A quick morning scout revealed the ice pretty much as we had left it - a big pressure ridge (40' wide), then some manageable mess and finally, what seemed like flat ice again just a few hundred yards away.

For the next hour and a half we struggled with all our will and might to cover those few hundred yards. The pressure ridge was fairly straightforward but required our combined effort to heave the sled-canoes up and over chunks of ice almost big as cars.

A five-minute ski later revealed what we couldn't see from the morning's scout: an area of semi-frozen brash ice - the worst by far. Some chunks were large enough to stand on; others were around 2 feet in diameter. All were pushed haphazardly together.

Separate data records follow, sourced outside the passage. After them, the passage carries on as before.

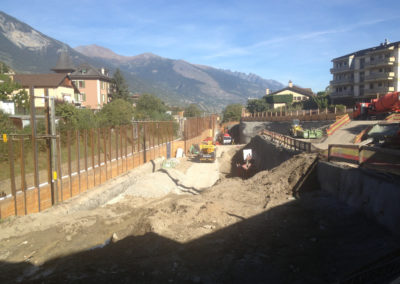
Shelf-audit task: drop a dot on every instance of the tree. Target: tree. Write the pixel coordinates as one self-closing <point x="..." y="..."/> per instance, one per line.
<point x="7" y="87"/>
<point x="68" y="114"/>
<point x="192" y="110"/>
<point x="117" y="112"/>
<point x="21" y="100"/>
<point x="258" y="105"/>
<point x="150" y="107"/>
<point x="120" y="87"/>
<point x="4" y="68"/>
<point x="232" y="112"/>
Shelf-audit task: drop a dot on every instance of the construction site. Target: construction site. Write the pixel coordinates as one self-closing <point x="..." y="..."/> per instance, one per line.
<point x="321" y="210"/>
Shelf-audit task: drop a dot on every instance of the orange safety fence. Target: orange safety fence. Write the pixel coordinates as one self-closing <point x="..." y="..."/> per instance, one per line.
<point x="393" y="117"/>
<point x="340" y="121"/>
<point x="366" y="156"/>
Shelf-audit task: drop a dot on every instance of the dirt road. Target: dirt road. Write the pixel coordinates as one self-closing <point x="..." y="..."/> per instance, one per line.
<point x="236" y="231"/>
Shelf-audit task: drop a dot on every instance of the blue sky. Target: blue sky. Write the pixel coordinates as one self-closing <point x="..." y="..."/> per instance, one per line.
<point x="282" y="40"/>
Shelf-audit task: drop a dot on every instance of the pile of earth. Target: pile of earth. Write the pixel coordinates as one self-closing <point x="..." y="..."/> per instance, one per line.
<point x="236" y="231"/>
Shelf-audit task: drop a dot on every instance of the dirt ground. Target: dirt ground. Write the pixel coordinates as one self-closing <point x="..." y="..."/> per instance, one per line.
<point x="234" y="231"/>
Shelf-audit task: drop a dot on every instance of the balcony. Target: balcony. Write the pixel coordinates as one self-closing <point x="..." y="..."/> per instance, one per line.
<point x="379" y="76"/>
<point x="379" y="90"/>
<point x="380" y="62"/>
<point x="341" y="69"/>
<point x="343" y="81"/>
<point x="347" y="93"/>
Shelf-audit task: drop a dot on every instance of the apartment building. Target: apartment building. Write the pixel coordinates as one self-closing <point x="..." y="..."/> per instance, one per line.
<point x="365" y="74"/>
<point x="94" y="84"/>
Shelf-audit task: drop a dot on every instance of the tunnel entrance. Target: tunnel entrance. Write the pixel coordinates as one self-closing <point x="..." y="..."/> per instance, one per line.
<point x="265" y="156"/>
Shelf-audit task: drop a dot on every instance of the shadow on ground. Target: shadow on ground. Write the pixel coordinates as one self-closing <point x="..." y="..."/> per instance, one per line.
<point x="313" y="239"/>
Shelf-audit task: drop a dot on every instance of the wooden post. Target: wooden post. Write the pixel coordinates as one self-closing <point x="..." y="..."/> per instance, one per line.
<point x="116" y="145"/>
<point x="144" y="142"/>
<point x="85" y="150"/>
<point x="111" y="150"/>
<point x="34" y="142"/>
<point x="138" y="141"/>
<point x="23" y="178"/>
<point x="59" y="166"/>
<point x="78" y="153"/>
<point x="69" y="161"/>
<point x="12" y="174"/>
<point x="48" y="145"/>
<point x="92" y="152"/>
<point x="105" y="151"/>
<point x="329" y="152"/>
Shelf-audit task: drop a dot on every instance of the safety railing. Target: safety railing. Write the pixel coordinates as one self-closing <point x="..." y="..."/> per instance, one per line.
<point x="287" y="141"/>
<point x="366" y="156"/>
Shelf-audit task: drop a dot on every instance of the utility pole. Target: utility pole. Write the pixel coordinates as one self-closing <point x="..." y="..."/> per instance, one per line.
<point x="54" y="149"/>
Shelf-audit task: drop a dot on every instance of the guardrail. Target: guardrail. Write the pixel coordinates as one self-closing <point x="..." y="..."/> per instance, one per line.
<point x="303" y="115"/>
<point x="289" y="142"/>
<point x="378" y="158"/>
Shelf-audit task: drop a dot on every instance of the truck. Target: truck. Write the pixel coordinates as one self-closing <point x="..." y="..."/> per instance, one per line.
<point x="386" y="104"/>
<point x="226" y="139"/>
<point x="207" y="151"/>
<point x="296" y="130"/>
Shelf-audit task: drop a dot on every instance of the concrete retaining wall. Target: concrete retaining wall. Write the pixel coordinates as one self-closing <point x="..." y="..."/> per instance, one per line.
<point x="376" y="195"/>
<point x="247" y="129"/>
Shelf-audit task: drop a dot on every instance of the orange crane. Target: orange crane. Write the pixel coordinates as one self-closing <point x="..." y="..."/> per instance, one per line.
<point x="388" y="103"/>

We pulled out every last trick we knew and improvised a few new ones just to get through that small section. Hopping from ice chunk to ice chunk, pushing our sled-canoes in the water and long lining (using the two pull lines as one long rope) them through watery sections, dropping the sled-canoes down off ledges and trying each time to pull them back up to a more stable position.

It's both scary and exhilarating to make it through something like that.

Traversing that route last evening would have been a nightmare. As it is, we're pushing our physical limits to actually move those heavy loads. Exhausted with no place to camp would have put our lives at serious risk.

We spent the last four hours of the day traveling through whiteout conditions, tripping on snowbanks and stumbling down slopes. During days like today it's easy to think the Arctic Ocean is a barren place but really, there is a complex ice ecosystem being supported by the ice that includes distinctive Arctic species such as seals, whales (including the narwhal!), walrus and polar bears.

Even at its most inhospitable, this place surprises us. Today, a lone gull flew in between us then off to the east. Where had it been and where was it going? We'll never know. It didn't seem to be in a hurry so maybe it was enjoying the Arctic just like us.

The warming weather is becoming a bit unnerving as well. At freezing point anything that touches snow gets wet. Our gloves were soaked by the end of the day. A south wind made the snow really soft to boot. Our skis and sled-canoes seemed to have considerably less glide.

Today was also particularly fun as we got to do something we like to call swimming in a 14,000 foot deep ocean. When we encounter a lead with ice too thick to paddle, yet too thin to ski across, one of us will put on a dry suit, get in the water and use his body to break the ice. Once on the other side he will pull the catamaraned sled-canoes across. Fun fun!

Word of the day: delicatessen - you know why.